American business executive (born 1963)

Linda Yaccarino (born December 21, 1963) is an American business executive. She was chief executive officer (CEO) of X Corp from 2023 to 2025 and chairman of global advertising and partnerships at NBCUniversal from 2011 to 2023. Since 2025, she has been the CEO of eMed, a telehealth company.

==Early life and education==
Yaccarino grew up in Deer Park, New York, where her father was an assistant chief of police, and her mother was a civil servant. Yaccarino has two sisters; one is her twin. She graduated from Pennsylvania State University's Donald P. Bellisario College of Communications with a bachelor's degree in telecommunications in 1985.

==Career==

=== Advertising sales executive ===
Yaccarino worked at Turner Entertainment for 15 years, becoming executive vice president and chief operating officer. She is credited with modernizing the company's ad sales strategies. At Turner, she negotiated ad deals on the reboot of Conan O'Brien's late night comedy show.

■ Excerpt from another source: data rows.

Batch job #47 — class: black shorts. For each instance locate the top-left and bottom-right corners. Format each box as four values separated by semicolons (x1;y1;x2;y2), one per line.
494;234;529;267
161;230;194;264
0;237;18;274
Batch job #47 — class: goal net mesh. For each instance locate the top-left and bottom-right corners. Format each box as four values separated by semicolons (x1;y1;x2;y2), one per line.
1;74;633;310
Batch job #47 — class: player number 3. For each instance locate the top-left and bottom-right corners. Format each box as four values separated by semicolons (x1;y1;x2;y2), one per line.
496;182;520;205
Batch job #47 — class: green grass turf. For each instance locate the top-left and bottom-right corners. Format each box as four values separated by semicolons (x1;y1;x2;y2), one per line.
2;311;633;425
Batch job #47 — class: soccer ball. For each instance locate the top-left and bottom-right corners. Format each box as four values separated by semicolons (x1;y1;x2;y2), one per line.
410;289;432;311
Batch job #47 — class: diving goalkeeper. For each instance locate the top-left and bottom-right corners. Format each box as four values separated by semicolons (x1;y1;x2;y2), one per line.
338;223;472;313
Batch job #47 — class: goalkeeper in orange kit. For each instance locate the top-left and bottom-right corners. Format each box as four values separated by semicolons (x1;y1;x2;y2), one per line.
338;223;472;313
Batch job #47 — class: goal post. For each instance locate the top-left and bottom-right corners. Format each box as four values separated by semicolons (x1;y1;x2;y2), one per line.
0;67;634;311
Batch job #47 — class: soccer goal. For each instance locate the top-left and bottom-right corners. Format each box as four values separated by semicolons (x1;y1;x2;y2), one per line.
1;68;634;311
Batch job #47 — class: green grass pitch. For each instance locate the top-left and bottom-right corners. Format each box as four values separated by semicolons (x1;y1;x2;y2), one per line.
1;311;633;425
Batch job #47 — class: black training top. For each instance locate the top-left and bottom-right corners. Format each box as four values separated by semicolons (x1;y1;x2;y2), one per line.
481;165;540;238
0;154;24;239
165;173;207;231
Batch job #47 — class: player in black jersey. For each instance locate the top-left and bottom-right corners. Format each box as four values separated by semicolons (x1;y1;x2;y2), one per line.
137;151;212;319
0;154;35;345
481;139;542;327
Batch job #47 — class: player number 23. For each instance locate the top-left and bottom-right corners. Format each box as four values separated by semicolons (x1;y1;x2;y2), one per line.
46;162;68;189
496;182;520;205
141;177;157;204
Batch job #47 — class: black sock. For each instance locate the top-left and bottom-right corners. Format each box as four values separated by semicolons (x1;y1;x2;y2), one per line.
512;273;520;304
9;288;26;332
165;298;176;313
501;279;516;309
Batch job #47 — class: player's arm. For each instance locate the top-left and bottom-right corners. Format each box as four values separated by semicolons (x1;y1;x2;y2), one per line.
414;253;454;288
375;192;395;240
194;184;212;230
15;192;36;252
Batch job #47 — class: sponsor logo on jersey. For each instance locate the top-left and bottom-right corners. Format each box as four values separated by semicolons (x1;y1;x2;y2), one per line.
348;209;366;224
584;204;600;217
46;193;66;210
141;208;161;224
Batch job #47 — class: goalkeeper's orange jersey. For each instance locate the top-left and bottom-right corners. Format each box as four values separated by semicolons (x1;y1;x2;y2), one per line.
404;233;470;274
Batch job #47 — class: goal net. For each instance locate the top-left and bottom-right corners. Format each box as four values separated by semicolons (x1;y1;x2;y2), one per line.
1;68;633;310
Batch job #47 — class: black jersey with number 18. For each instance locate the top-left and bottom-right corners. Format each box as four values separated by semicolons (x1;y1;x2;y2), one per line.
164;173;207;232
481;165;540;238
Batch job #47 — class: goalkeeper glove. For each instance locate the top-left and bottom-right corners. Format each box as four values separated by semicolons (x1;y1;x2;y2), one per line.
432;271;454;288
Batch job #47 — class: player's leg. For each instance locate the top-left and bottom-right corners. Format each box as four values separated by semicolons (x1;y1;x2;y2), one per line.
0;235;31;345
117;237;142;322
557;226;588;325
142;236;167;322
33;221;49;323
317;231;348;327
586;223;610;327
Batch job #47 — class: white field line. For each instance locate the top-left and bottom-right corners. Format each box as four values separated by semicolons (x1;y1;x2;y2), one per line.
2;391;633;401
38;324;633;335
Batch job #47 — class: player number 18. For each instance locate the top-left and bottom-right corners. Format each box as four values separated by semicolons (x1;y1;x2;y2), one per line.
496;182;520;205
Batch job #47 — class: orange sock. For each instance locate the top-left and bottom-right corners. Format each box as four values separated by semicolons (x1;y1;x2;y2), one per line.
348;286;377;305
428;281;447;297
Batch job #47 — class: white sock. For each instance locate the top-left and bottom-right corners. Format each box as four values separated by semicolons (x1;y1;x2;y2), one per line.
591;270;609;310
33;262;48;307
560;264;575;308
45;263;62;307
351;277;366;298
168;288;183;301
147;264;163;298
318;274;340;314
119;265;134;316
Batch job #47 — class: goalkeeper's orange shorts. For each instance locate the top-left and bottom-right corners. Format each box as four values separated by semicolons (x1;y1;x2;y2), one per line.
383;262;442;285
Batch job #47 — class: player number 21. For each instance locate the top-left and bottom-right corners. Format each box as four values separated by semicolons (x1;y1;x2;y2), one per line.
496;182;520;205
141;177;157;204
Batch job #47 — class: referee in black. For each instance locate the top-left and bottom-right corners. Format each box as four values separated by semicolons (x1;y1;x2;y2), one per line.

Yaccarino joined NBCUniversal in October 2011, hired by then-CEO Steve Burke. As the head of NBCUniversal's advertising sales, she led a department of over 2,000 people, and played a key role in the launch of the Peacock streaming service. When Burke began planning stepping down as CEO, Yaccarino had made a bid to be his successor, but she was not picked. Though praised by advertisers and acknowledged as a hardworking saleswoman, associates from her time at NBCUniversal said her tenure was "marked by instability," with multiple reorganizations creating a decline in the culture of the department.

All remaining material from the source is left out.